Despite impressive economic progress, nearly 20% Indian children under five are wasted, 38% stunted and 35% underweight. In addition, nearly half of women are anaemic. We also lag behind on key nutrition-specific and sensitive interventions such as exclusive breastfeeding, complementary feeding and micronutrient supplementation. Clearly, malnutrition is the biggest development challenge.
The Integrated Child Development Services (ICDS) Scheme was launched in 1975 as the first pan-India programmatic response piloted in 33 blocks of the country, for improving nutrition and health status of children below six through supplementary feeding, nutrition and health education and convergence with health services at an Anganwadi centre (AWC), right in villages and urban slums. The programme is now expanded to almost 14 lakh AWCs and mini AWCs which will cover more than 50% children below six. The National Nutrition Policy in 1993, with Women and Child Development (WCD ) ministry as the nodal department, was designed as a multi-sectoral strategy for eradicating malnutrition and achieving appropriate nutritional status for all. Alas, targets for 2000 AD could not be achieved as there is general consensus that among nearly 40% of under-five children deaths, malnutrition is a major contributor. In between, there were attempts to address malnutrition among adolescent girls, thus recognizing inter-generational factors contributing to low birth weight along with low mean age at marriage for girls. Clearly, the ICDS programme over the last 45 years failed to tackle childhood malnutrition as somehow promised integration or convergence was lacking, leakages were rampant and community perceived as mainly oatmeal distribution (daliya banto) centres.

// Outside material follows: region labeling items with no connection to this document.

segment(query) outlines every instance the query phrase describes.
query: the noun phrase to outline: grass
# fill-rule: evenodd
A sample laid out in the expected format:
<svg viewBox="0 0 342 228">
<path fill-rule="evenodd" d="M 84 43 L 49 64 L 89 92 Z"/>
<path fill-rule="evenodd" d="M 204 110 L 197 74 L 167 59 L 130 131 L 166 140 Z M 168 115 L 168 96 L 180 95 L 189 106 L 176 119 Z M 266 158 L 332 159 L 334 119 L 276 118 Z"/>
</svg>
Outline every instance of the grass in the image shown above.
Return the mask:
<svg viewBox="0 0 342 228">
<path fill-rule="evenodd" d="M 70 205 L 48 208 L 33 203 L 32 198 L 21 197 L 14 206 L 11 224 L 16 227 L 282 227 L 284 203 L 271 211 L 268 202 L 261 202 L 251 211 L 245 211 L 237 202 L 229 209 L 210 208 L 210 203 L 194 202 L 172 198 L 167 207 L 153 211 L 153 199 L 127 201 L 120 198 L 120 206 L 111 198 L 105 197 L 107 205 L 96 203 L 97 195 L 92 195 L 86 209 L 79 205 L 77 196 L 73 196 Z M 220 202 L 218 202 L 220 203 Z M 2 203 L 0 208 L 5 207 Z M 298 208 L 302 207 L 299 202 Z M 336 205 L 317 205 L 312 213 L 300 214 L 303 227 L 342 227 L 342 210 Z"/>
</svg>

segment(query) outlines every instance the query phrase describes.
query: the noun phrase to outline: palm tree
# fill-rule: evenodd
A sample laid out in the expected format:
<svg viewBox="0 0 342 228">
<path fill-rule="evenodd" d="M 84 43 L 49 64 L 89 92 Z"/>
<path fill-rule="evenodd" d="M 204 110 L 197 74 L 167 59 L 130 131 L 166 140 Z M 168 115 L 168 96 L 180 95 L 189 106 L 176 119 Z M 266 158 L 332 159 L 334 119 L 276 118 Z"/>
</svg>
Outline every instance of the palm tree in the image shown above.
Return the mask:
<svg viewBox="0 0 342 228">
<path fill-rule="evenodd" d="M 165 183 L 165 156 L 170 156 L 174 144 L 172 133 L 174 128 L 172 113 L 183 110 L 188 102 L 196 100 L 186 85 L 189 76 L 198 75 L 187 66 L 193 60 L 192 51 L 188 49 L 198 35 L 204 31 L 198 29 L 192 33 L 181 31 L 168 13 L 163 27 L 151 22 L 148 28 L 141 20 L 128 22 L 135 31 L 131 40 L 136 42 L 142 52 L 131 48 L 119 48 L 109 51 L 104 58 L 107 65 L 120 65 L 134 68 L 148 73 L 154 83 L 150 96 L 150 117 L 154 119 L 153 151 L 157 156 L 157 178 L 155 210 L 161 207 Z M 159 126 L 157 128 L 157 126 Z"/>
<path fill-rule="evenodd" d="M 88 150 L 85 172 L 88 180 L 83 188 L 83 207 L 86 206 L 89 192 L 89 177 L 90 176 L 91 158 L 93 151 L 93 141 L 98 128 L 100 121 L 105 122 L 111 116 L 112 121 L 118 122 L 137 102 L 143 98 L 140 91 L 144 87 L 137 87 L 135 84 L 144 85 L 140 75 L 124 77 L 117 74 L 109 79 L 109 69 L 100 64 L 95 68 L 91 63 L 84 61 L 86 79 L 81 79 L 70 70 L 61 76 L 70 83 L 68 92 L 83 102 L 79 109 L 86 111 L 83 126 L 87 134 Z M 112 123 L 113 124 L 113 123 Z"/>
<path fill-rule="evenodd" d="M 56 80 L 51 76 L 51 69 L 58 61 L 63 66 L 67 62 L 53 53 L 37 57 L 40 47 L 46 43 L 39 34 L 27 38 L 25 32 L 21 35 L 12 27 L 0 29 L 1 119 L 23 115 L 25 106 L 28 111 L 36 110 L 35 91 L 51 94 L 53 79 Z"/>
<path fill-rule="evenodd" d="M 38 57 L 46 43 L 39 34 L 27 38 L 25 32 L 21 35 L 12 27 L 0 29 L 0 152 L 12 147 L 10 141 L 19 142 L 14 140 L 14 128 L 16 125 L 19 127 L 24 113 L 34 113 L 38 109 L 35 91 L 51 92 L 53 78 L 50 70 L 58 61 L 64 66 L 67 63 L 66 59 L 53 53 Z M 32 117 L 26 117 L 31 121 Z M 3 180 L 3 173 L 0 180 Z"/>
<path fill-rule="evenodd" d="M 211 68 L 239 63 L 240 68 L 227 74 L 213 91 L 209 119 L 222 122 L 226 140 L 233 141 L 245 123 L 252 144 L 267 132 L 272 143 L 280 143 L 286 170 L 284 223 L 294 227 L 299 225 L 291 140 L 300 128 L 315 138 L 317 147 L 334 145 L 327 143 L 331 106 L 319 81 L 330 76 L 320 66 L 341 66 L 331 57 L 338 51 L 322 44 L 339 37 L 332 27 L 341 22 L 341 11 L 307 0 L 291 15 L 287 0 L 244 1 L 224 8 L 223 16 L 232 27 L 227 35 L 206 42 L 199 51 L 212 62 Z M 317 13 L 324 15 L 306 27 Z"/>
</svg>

India has a young population and the country is poised to reap benefits of this window of opportunity. Around two-thirds of the working population in India are earning 13% less than other normal working people because of stunting in childhood— being excessively short for their age—one of the world’s highest such reductions in per capita income, as per a World Bank policy research paper.
Children with stunted growth must endure adverse outcomes later in life: They suffer from impaired brain development, which leads to lower cognitive and socio-emotional skills and lower levels of educational attainment. The National Nutrition Mission (NNM) provides an overarching policy and programme framework to address these issues. The mission clearly lays down goals for expediting rates of reduction in underweight, stunting, low birth weight and anaemia in a time-bound manner with clear targets- i.e. 2% reduction in stunting, underweight, wasting and low birth weight per annum and 3% reduction in anaemia in women/adolescent girls. Initial reports are encouraging—stunting rates have come down to 34.7% as per some media reports quoting government sources.
Global as well as domestic experiences show the effectiveness of direct cash transfers in improving healthy behaviours. Bihar demonstrated direct cash transfers resulting in improved nutritional outcomes. Unfortunately, policy commitment for the same is rather ambiguous. Similarly, the mission does not explain as how severely malnourished children are going to be managed as the numbers are huge. The present capacity for treatment through Nutritional Rehabilitation Centres in public systems is highly constrained in terms of number of beds available. There has to be programmatic focus on community-based management of severe malnutrition. It is in this context that private sector participation can be considered by using imaginative demand-side financing instruments such as vouchers.